Training Office. An organization has to decide whether the primary responsibility for training users, operators, and managers in computer security rests with the training office or the computer security program office. In either case, the two organizations should work together to develop an effective training program.

Personnel. The personnel office is normally the first point of contact in helping managers determine if a security background investigation is necessary for a particular position. The personnel and security offices normally work closely on issues involving background investigations. The personnel office may also be responsible for providing security-related exit procedures when employees leave an organization.

Risk Management/Planning Staff. Some organizations have a full-time staff devoted to studying all types of risks to which the organization may be exposed. This function should include computer security-related risks, although this office normally focuses on "macro" issues. Specific risk analyses for specific computer systems is normally not performed by this office.

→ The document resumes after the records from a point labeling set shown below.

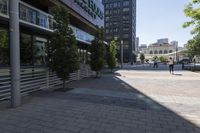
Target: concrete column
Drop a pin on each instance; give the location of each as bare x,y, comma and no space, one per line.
122,53
14,52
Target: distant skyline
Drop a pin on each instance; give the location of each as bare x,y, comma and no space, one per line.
158,19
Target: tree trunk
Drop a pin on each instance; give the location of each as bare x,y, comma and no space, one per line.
63,84
97,74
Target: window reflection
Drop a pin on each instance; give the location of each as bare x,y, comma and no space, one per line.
26,53
40,51
4,7
4,50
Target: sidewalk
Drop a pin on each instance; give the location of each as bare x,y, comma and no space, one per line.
135,102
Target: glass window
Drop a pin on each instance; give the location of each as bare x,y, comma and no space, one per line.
40,51
126,9
4,50
26,52
4,6
126,3
107,18
115,5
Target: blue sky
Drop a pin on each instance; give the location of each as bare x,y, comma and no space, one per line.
162,19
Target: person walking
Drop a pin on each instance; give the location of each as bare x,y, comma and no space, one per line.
171,65
155,64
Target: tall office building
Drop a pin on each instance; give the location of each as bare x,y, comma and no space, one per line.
120,23
36,26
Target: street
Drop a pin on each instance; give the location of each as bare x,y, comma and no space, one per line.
133,100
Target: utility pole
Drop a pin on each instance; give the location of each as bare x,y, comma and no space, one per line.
14,52
122,50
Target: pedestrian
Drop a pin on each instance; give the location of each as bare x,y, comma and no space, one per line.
155,64
171,65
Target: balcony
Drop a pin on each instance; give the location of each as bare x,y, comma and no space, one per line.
29,15
82,36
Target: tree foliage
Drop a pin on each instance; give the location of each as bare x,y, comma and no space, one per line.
194,46
64,57
111,55
142,57
192,10
97,50
163,59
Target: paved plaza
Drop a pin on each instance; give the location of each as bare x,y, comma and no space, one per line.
137,99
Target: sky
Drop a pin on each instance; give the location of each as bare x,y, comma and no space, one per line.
158,19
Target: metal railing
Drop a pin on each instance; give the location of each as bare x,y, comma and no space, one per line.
35,79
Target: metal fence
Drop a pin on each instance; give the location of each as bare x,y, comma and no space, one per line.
35,79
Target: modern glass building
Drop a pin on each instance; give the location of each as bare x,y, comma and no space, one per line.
36,25
120,23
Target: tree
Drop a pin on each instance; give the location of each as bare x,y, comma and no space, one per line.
163,59
111,55
192,10
64,57
142,57
194,46
97,50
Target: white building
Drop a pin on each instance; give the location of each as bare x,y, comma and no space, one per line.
163,41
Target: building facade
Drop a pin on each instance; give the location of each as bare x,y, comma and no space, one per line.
120,23
36,26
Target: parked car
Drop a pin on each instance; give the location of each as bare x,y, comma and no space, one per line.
185,61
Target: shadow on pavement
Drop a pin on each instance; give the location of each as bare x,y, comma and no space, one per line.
114,99
111,91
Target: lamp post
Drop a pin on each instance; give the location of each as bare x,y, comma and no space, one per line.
122,50
14,53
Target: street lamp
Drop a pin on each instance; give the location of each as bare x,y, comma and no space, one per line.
122,49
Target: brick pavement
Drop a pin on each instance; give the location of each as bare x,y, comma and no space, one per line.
112,104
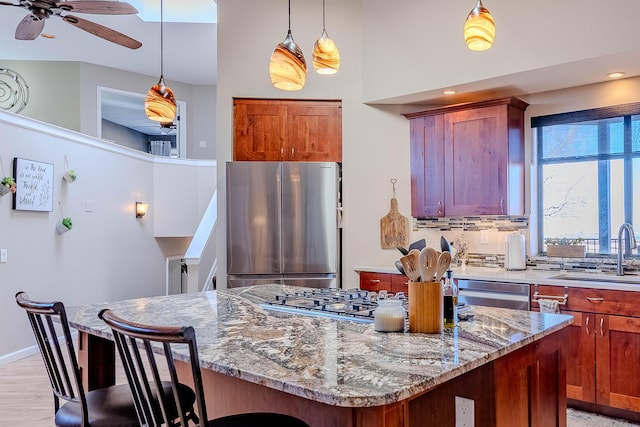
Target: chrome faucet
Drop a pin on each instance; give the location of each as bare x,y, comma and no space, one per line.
631,240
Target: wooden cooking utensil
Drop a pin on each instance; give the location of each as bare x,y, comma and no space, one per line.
444,260
427,263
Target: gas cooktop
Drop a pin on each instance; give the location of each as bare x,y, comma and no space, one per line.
352,304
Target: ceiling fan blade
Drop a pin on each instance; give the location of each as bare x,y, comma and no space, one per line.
97,7
29,28
102,31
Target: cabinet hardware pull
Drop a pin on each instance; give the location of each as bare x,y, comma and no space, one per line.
587,325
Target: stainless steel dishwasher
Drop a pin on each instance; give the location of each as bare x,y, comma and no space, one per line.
494,294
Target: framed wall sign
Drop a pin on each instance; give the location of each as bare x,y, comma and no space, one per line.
34,185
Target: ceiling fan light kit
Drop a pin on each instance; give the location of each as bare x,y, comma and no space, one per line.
32,25
160,103
325,57
287,67
479,28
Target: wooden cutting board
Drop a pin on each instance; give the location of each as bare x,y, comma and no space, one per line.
394,228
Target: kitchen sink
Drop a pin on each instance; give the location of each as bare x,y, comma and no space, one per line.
602,278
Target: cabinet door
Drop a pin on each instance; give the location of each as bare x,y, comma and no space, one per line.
314,132
618,361
476,153
259,131
400,283
581,357
427,166
371,281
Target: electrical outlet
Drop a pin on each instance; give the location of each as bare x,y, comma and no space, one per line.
464,412
484,237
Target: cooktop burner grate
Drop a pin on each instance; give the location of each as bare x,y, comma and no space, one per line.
353,304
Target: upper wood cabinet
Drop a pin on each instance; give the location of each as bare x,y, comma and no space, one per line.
287,130
468,159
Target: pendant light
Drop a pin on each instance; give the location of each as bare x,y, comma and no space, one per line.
479,28
325,58
287,68
160,104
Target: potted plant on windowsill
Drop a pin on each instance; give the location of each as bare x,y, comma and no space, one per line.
64,225
565,247
8,185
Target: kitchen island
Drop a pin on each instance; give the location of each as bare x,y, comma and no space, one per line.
333,372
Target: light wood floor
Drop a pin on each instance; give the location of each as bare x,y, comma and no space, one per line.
26,400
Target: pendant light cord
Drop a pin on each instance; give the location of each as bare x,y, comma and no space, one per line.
161,41
323,26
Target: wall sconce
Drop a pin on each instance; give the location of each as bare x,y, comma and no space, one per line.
141,209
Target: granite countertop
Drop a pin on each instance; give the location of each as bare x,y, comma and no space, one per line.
337,362
535,277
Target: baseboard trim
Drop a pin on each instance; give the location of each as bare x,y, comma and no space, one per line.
28,351
17,355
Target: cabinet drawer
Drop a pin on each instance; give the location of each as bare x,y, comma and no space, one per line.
623,303
372,281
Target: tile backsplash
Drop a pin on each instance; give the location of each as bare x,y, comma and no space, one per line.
489,251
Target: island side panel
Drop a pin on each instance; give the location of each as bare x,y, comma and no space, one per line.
226,395
530,384
96,361
526,387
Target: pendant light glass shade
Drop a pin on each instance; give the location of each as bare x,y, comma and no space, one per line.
325,57
160,104
287,67
479,28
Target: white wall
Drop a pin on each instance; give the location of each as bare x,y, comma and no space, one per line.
109,254
65,94
385,54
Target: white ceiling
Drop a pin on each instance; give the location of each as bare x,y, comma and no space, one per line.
184,22
73,44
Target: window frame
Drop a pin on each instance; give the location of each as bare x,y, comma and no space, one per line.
624,111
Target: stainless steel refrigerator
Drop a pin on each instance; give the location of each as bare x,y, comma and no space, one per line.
283,224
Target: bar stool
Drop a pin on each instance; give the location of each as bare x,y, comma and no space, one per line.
136,344
105,407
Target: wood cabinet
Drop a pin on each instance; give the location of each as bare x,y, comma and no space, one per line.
287,130
468,159
604,348
374,281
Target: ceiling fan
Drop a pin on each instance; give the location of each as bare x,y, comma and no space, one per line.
39,10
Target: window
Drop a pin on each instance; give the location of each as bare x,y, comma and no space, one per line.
588,168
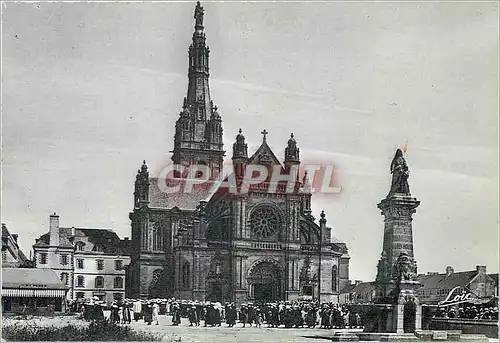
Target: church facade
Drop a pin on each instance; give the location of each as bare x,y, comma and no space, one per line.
230,242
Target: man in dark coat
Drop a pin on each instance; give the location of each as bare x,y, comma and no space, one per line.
231,315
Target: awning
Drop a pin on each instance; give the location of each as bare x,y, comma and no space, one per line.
36,293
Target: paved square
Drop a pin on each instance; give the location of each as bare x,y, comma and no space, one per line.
186,333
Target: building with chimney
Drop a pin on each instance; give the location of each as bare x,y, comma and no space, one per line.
228,243
90,262
12,255
435,287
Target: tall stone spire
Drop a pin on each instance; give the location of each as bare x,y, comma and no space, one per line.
198,95
198,130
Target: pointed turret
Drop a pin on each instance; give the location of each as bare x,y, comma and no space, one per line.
291,153
240,148
141,193
240,155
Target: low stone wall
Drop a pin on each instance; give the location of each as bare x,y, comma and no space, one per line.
467,326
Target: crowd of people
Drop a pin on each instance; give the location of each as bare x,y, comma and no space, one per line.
196,313
276,314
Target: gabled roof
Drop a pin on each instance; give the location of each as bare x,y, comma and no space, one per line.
19,277
348,288
363,288
445,281
495,278
5,231
182,200
7,235
105,237
264,155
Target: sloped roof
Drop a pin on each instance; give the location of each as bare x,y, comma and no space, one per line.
18,277
6,234
495,278
445,281
180,199
264,155
105,237
5,231
348,288
363,288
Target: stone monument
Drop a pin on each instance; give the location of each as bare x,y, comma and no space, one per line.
397,269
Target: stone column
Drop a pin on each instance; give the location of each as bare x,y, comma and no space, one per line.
398,232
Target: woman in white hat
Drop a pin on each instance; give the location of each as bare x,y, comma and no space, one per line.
156,312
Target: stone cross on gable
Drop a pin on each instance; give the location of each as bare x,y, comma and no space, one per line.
264,134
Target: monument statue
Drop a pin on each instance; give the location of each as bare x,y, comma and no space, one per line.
404,269
400,173
199,12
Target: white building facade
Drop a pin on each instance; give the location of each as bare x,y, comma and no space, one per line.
91,262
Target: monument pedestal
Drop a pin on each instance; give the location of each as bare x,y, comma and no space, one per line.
407,315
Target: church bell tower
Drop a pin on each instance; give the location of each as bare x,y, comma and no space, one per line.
198,130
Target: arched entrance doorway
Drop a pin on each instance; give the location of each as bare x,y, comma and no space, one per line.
409,316
266,282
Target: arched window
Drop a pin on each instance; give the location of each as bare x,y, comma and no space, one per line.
154,237
335,280
185,275
64,278
80,281
99,282
118,282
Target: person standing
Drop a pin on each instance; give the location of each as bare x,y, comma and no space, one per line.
155,313
231,315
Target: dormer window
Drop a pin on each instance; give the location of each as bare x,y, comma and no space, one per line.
80,246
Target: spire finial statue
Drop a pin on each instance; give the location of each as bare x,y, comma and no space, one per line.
199,12
400,174
264,134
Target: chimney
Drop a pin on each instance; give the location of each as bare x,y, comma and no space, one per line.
54,230
481,269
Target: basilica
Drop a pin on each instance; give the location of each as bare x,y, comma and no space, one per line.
212,243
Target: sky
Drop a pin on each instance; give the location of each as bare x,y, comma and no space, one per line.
92,89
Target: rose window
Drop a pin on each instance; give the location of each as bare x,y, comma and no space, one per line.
264,222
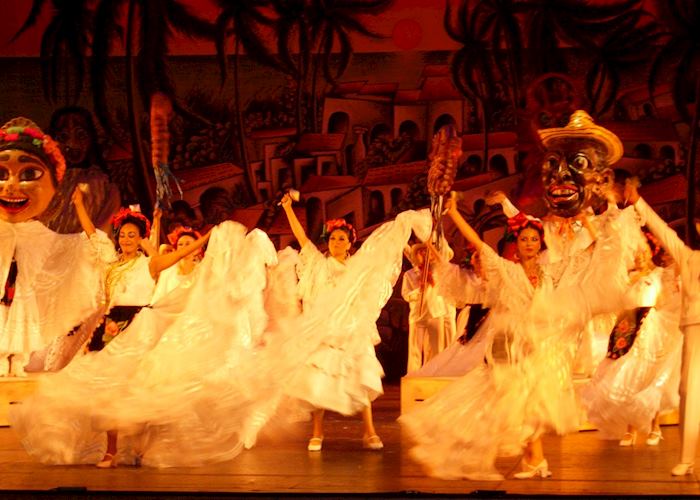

Physical Plant. This office is responsible for ensuring the provision of such services as electrical power and environmental controls, necessary for the safe and secure operation of an organization's systems. Often they are augmented by separate medical, fire, hazardous waste, or life safety personnel.

3.6 Users

Users also have responsibilities for computer security. Two kinds of users, and their associated responsibilities, are described below.

Users of Information. Individuals who use information provided by the computer can be considered the "consumers" of the applications. Sometimes they directly interact with the system (e.g., to generate a report on screen) -- in which case they are also users of the system (as discussed below). Other times, they may only read computer-prepared reports or only be briefed on such material. Some users of information may be very far removed from the computer system. Users of information are responsible for letting the functional mangers/application owners (or their representatives) know what their needs are for the protection of information, especially for its integrity and availability.

Users of Systems. Individuals who directly use computer systems (typically via a keyboard) are responsible for following security procedures, for reporting security problems, and for attending required computer security and functional training.


Wood, Charles Cresson. "How to Achieve a Clear Definition of Responsibilities for Information Security." DATAPRO Information Security Service, IS115-200-101, 7 pp. April 1993.


14. Note that this includes groups within the organization; outside organizations (e.g., NIST and OMB) are not included in this chapter.
15. These categories are generalizations used to help aid the reader; if they are not applicable to the reader's particular environment, they can be safely ignored. While all these categories may not exist in a particular organization, the functionality implied by them will often still be present. Also, some organizations may fall into more than one category. For example, the personnel office both supports the computer security program (e.g., by keeping track of employee departures) and is also a user of computer services.
16. The functional manager/application owner may or may not be the data owner. Particularly within the government, the concept of the data owner may not be the most appropriate, since citizens ultimately own the data.
17. Categorization of functions and organizations in this section as supporting is in no way meant to imply any degree of lessened importance. Also, note that this list is not all-inclusive. Additional supporting functions that can be provided may include configuration management, independent verification and validation, and independent penetration testing teams.
18. The term outside auditors includes both auditors external to the organization as a whole and the organization's internal audit staff. For purposes of this discussion, both are outside the management chain responsible for the operation of the system.